In seiner Rechtsprechung zu den Kohl-Protokollen hat der BGH zuletzt wiederholt klargestellt, dass aus einer Verletzung des postmortalen Persönlichkeitsrechts grundsätzlich Ansprüche abgeleitet werden können, die zur Abwehr der ideellen Beeinträchtigung dienen. Diese Ansprüche sind nicht vererblich. Zur Geltendmachung sind nur Personen ermächtigt, die von dem Verstorbenen hierzu berufen wurden, subsidiär seine nahen Angehörigen. Zu diesen Abwehransprüchen gehören Unterlassungs- und Beseitigungsansprüche. Nicht hierzu gehört jedoch der beim APR bestehende Anspruch auf Schmerzensgeld wegen Beeinträchtigung des sozialen Achtungsanspruchs. Dieser Anspruch dient einer Genugtuungsfunktion für erlittene Persönlichkeitsverletzungen, die einem Verstorbenen jedoch nicht mehr verschafft werden kann. Der Anspruch ist unvererblich.
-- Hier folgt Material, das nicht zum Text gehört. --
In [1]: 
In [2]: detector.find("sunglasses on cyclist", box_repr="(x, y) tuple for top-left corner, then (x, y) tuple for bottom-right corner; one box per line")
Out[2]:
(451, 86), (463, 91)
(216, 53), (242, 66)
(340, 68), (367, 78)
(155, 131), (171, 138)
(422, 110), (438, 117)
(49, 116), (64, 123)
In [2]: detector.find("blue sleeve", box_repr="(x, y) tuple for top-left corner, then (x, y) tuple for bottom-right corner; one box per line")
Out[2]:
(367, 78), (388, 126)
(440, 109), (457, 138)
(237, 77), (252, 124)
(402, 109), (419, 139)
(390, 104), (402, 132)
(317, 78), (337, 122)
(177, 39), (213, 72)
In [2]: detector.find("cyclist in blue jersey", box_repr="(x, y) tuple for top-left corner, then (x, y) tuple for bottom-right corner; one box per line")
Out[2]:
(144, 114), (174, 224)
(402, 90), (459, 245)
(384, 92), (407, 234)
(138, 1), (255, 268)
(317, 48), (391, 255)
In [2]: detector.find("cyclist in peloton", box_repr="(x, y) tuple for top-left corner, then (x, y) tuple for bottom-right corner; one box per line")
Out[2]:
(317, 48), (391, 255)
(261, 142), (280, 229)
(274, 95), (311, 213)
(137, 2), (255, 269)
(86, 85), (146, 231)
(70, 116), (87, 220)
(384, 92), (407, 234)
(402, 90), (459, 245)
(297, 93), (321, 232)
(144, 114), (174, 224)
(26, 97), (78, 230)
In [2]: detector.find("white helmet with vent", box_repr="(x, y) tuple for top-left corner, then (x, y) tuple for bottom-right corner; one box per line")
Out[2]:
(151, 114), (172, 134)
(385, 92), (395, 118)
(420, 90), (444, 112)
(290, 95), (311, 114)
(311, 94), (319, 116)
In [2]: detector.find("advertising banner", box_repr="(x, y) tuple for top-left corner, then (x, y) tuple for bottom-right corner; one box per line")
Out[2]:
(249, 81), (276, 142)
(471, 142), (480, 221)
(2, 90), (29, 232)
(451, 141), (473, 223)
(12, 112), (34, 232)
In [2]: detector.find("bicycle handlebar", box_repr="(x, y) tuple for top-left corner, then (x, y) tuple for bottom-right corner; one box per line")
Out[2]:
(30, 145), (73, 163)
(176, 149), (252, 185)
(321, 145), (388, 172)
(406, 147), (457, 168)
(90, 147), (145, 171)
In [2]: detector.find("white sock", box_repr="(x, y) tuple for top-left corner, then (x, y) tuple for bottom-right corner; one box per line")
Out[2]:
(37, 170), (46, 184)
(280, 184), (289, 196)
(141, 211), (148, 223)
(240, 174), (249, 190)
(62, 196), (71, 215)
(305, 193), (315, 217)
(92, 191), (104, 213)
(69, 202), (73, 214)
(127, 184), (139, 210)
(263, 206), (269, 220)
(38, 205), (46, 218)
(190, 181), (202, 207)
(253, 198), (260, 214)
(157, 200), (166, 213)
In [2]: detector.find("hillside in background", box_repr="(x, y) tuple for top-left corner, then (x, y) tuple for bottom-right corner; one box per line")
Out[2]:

Anders verhält es sich jedoch mit originären Schadensersatzansprüchen wegen der Beeinträchtigung kommerzieller Interessen. Diese sind vererblich und entspringen nicht dem postmortalen Persönlichkeitsrecht, sondern dem ursprünglichen Allgemeinen Persönlichkeitsrecht.
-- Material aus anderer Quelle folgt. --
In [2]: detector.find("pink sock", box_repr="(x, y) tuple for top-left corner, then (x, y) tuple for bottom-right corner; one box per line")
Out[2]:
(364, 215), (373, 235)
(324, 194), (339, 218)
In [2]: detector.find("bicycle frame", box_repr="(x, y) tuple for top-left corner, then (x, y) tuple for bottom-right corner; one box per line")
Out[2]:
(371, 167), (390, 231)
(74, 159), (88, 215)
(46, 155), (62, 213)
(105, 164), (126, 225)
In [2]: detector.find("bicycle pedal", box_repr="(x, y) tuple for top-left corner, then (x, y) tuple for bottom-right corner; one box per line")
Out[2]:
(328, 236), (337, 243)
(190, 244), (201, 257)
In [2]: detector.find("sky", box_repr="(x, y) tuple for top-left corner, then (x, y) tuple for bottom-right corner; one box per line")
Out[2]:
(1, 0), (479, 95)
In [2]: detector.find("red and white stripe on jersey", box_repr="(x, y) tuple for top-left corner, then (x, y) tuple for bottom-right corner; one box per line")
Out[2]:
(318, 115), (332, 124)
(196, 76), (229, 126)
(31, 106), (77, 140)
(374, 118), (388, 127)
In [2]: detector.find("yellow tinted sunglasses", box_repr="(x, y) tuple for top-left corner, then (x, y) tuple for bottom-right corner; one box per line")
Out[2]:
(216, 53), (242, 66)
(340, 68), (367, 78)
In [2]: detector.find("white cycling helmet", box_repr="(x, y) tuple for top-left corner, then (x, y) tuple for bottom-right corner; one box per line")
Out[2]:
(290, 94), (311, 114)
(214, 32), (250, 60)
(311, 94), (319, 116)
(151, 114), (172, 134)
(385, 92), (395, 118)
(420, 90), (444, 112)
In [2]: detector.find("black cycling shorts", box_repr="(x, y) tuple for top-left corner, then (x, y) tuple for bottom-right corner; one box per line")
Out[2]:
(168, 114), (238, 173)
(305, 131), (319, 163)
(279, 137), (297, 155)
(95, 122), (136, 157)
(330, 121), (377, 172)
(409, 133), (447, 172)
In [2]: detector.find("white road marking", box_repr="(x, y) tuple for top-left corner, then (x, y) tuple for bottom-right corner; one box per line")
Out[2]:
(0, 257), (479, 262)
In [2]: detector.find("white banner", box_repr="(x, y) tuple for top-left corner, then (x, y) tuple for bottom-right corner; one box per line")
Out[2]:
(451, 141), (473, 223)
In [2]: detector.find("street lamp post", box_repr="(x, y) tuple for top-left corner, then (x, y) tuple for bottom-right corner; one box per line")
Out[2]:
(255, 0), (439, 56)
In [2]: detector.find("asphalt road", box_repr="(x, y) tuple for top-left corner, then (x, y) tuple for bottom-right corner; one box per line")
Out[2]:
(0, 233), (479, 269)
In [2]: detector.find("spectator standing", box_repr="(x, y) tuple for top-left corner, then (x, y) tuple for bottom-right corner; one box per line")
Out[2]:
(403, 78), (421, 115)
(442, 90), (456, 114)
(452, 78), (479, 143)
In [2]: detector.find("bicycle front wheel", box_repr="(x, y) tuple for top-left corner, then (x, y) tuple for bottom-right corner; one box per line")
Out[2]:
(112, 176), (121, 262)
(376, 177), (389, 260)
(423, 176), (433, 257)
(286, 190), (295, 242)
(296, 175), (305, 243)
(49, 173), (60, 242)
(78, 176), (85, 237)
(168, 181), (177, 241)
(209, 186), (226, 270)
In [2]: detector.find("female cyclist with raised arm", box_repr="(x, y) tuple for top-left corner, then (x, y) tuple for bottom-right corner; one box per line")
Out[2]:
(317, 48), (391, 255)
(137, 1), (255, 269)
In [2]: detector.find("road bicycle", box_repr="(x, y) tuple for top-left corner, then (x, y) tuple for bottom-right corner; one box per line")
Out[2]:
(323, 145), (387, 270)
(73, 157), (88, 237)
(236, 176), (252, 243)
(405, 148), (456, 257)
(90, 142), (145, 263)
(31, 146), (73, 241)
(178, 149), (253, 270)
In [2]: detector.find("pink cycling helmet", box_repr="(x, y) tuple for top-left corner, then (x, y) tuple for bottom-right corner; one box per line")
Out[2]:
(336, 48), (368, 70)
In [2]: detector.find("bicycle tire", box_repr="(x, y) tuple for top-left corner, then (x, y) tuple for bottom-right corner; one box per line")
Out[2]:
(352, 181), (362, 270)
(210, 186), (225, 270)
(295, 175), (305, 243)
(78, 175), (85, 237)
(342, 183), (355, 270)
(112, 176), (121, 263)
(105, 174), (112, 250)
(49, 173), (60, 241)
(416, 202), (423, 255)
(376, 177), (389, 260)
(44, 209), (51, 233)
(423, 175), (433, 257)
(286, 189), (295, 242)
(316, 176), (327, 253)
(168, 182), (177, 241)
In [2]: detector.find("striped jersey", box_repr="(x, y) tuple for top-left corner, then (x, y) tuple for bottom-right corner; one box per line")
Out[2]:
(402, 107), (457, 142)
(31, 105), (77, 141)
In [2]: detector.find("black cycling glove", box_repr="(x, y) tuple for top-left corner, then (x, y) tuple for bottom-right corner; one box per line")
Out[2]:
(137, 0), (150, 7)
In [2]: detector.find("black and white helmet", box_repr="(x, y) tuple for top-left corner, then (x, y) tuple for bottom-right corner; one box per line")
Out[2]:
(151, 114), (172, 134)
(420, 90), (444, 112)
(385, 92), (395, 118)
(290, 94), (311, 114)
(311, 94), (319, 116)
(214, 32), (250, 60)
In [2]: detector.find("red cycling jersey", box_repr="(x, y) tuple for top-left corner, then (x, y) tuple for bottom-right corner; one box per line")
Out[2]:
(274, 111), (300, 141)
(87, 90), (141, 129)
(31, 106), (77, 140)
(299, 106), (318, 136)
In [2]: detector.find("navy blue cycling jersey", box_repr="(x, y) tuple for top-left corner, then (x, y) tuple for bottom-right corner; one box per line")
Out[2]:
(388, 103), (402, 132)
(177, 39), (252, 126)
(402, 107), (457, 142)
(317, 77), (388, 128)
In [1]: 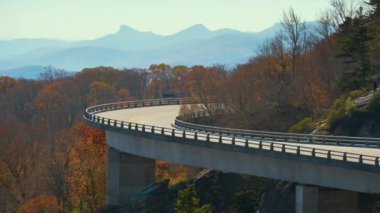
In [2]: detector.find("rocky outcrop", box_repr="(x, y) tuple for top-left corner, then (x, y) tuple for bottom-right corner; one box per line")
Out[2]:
(332, 92), (380, 137)
(259, 181), (295, 213)
(101, 180), (173, 213)
(193, 170), (244, 212)
(122, 180), (171, 212)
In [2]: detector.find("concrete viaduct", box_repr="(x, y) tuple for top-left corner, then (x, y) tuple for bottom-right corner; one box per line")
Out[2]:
(83, 98), (380, 213)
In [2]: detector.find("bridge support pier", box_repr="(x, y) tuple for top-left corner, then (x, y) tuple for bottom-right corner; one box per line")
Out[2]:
(107, 147), (155, 207)
(296, 185), (319, 213)
(296, 184), (358, 213)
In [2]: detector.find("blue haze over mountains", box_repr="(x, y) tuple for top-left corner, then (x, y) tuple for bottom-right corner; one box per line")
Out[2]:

III. Praktischer Ausblick für den Einsatz von KI

Für die Verwendung von KI für die Weiterbildung von Stimmaufnahmen berühmter Persönlichkeiten bestehen in der Rechtsprechung erste Anhaltspunkte aber auch offene Fragen. Im Fall lebender Personen ist deren Stimme durch das APR geschützt. Im Falle verstorbener Personen besteht ein ähnlicher Schutz, dessen Umfang jedoch geringer ist und nur vor grober Entstellung schützt. Was gilt aber, wenn die unerlaubte Weiterbildung des Stimmbildes durch KI (mutmaßlich) im Interesse des Verstorbenen erfolgt? Wenn eben keine entfremdete Verwendung einer berühmten Stimme stattfindet, wird dann nicht sogar durch die Verwendung von KI das Erbe gewahrt? Angesichts des eingeschränkten Schutzes des postmortalen Persönlichkeitsrechts und dessen Verblassen durch Zeitablauf könnten durchaus Argumente dafür bestehen, dass der Einsatz von KI aus persönlichkeitsrechtlicher Sicht im Einzelfall ohne Genehmigung der Erben oder Angehörigen zulässig ist.
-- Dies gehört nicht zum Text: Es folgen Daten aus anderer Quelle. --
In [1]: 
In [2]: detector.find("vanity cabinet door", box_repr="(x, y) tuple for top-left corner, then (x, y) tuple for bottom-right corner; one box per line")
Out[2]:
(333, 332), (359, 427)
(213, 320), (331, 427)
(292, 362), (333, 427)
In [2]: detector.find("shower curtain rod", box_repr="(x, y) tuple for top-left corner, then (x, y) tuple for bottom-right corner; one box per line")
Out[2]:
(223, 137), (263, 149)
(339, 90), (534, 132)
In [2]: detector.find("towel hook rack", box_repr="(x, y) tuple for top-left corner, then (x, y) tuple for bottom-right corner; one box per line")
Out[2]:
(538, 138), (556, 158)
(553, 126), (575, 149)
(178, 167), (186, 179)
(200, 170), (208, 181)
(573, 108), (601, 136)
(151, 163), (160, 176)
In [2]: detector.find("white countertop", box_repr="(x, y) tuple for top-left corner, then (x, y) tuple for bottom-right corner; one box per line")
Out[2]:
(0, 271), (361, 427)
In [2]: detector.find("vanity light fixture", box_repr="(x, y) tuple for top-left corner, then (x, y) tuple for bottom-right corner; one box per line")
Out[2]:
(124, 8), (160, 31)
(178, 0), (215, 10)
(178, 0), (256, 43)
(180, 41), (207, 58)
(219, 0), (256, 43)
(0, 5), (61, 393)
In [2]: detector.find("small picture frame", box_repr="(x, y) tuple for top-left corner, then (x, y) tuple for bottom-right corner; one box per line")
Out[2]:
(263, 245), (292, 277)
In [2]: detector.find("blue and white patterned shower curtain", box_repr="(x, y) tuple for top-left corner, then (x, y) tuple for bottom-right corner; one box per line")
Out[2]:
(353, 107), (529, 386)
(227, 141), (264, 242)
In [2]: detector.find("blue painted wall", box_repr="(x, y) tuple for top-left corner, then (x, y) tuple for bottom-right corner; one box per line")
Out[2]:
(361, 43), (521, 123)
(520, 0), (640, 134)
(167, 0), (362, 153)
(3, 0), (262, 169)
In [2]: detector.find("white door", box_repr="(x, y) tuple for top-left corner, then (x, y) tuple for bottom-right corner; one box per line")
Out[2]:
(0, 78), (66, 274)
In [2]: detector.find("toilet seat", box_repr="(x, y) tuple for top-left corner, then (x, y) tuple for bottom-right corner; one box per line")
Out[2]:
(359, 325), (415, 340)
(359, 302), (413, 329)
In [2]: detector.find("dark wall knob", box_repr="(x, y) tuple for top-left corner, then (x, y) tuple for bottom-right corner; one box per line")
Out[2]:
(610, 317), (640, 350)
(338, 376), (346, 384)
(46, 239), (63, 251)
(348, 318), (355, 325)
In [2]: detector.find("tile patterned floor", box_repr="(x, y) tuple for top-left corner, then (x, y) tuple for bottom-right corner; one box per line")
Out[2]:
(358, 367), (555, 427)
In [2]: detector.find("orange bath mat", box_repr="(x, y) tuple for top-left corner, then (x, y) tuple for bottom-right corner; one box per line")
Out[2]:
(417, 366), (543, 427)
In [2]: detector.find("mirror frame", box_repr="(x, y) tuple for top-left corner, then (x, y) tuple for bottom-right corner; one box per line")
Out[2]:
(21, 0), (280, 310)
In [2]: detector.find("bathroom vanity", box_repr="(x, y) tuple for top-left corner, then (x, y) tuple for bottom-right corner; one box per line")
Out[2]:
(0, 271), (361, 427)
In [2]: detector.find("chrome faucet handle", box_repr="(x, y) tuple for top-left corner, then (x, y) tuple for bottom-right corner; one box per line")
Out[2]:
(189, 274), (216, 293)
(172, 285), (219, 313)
Unsicher ist dies mangels einschlägiger Rechtsprechung jedoch allemal. Deshalb ist eine Abwägung vorzunehmen, ob man von Erben oder Angehörigen eine Einwilligung zur KI-Modifikation einholt. Und auch in bestehenden oder neuen Verträgen mit Synchronsprechern ist zwingend zu überdenken, ob und in welchem Umfang man sich von diesen das Recht zur KI-Modifikation einräumen lässt.